A San Diego woman who calls herself Donna Piranha waves the Occupy flag. Previous national events were held in Michigan and Pennsylvania.
They gathered Thursday under a stand of redwoods near the steps of the state Capitol, a modest mix of young people and the graying veterans of the progressive and protest movements. They came to Sacramento, in the words of one, to reclaim the public square.
Three years after Occupy Wall Street and the larger Occupy movement sprang into the national consciousness with rallies across the country and calls for economic justice, foot soldiers of the grass-roots movement are arriving in Sacramento for the third annual Occupy National Gathering. Previous gatherings were in Kalamazoo, Mich., and Philadelphia.
“All of our grievances are connected,” said Nikohl Vandel of Palm Springs, who is advocating to close the Diablo Canyon nuclear power plant in San Luis Obispo County.
Activists from across the country and as far away as Europe and Australia are meeting in the capital city over the next three days – a rally is planned Saturday at Sacramento’s Southside Park – to mobilize, strategize, share ideas and take the temperature of a movement that has seemingly faded from the limelight of its heady early days.
“Being an activist can be a lonely adventure sometimes.

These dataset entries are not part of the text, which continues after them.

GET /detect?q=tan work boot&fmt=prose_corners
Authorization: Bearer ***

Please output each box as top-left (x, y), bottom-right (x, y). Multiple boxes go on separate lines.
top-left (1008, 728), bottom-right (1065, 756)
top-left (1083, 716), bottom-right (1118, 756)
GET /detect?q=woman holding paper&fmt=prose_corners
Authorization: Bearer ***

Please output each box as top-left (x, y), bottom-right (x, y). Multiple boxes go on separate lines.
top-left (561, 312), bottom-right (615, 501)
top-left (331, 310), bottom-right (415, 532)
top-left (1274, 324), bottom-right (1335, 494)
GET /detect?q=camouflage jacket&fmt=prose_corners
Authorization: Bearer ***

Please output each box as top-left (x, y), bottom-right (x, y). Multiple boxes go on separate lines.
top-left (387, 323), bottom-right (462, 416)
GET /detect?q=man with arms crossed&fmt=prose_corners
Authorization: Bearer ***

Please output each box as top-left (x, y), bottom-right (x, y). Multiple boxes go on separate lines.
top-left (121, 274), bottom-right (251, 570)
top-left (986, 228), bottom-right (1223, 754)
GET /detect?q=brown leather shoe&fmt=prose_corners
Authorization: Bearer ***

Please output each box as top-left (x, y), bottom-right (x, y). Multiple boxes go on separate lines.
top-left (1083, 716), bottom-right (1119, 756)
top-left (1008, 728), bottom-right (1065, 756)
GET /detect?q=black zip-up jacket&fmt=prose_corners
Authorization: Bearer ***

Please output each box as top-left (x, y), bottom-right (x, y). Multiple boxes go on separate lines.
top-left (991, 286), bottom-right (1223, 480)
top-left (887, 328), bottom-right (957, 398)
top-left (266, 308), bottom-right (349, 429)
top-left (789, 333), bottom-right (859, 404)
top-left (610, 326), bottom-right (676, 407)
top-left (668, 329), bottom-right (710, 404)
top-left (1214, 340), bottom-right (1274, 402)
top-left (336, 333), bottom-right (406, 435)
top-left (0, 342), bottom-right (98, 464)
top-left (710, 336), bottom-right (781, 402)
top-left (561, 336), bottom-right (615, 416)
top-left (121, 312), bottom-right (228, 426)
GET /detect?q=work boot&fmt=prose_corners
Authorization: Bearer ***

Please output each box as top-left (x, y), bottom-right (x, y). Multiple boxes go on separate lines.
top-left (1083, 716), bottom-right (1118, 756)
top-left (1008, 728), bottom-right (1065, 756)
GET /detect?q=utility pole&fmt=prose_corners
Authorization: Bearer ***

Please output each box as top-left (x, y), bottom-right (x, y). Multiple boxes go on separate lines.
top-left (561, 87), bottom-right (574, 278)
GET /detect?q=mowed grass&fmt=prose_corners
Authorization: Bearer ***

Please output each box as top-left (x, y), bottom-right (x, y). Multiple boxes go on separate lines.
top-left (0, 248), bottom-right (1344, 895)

This shows you’re not alone,” said Patricia Shore, who traveled from Philadelphia for the gathering. “We’ve got a lot to learn. We were naive before. This is the bedrock of our country, to be able to do this.”
Three years ago, Sacramento’s Cesar Chavez Plaza was but one site of what then was a growing movement. Hundreds of protesters there took to the streets and to bank buildings with a grab bag of causes, but many railed against wealthy individuals and powerful corporations – the “1 percenters” who Occupiers said wielded financial and political might.
Outrage at Wall Street and growing corporate control birthed the movement, but as demonstrations spread to other cities, including Los Angeles, Oakland and Philadelphia, issues and agendas mutated alongside: Joblessness and homelessness, health care and economic insecurity, among others.
When the movement was at full steam, Occupy activists made their biggest splash locally in protests at UC Davis. The campus became a flash point in November 2011 when students were pepper-sprayed by campus police during an Occupy-style protest of rising tuition rates.
“There was a fluorescence there,” said James Van Orden, 52, a longtime activist from Virginia, of the early Occupy movement. “But you get (intimidated), arrested. A lot of us went back to the underground.” Gatherings like Sacramento’s, he said, help to “maintain and protect Occupy.”
Charlotte Glode, 75, of Roseville, was attracted “to this spontaneous movement called Occupy” at its beginning in 2011. On Thursday, she wore a straw fedora dotted with buttons that read “Occupy Wall Street,” and “U.S. Department of Peace,” a happy warrior for the cause.
But she had plenty of time for soul-searching about her movement, how it should change and what it should look like in the future. Many of the faces in the crowd were older. Nearly all were white. The gathering, per custom, was leaderless by design.
“We’re too white,” said Glode. “I want to see Asians, kids, black people. … We keep calling Occupy dead, but it keeps popping up. But we’re not attracting change-makers. People aren’t curious about what we’re doing. Maybe the problem is that we’re so broad – people don’t know what we stand for.”
One local government scholar was surprised there was a still a movement to protect.
“I thought it had died out,” said California State University, Sacramento, professor Kimberly Nalder, who started the Project for an Informed Electorate on the campus.
Occupy and the issues it raised “resonated with a lot of people who were committed to the movement,” Nalder said. “But the longevity of a movement requires structure. I’m surprised they’re organizing some sort of gathering at all. What’s the old saying? ‘That’s so 2011?’ ”
William Underbaggage, a Lakota Sioux environmental activist, implored the 50 or so gathered Thursday to “start the conversation. We’re the students everyone has waited for – to continue to talk about what Occupy started for. When we stand up and speak, we have to be courageous.”
Katharine Dawn said she is taking that message back to New South Wales, Australia. Dawn, 57, grew up in Washington state, but she has been an educator, care worker and activist in New South Wales for the past 40 years. In September, she is leading a direct democracy event inspired by the Occupy movement stateside.
“A lot of us have given up on talking with corporations and governments,” Dawn said. But, she said, “the people have established a platform of solidarity and the fire’s still burning. It’s burning fierce.”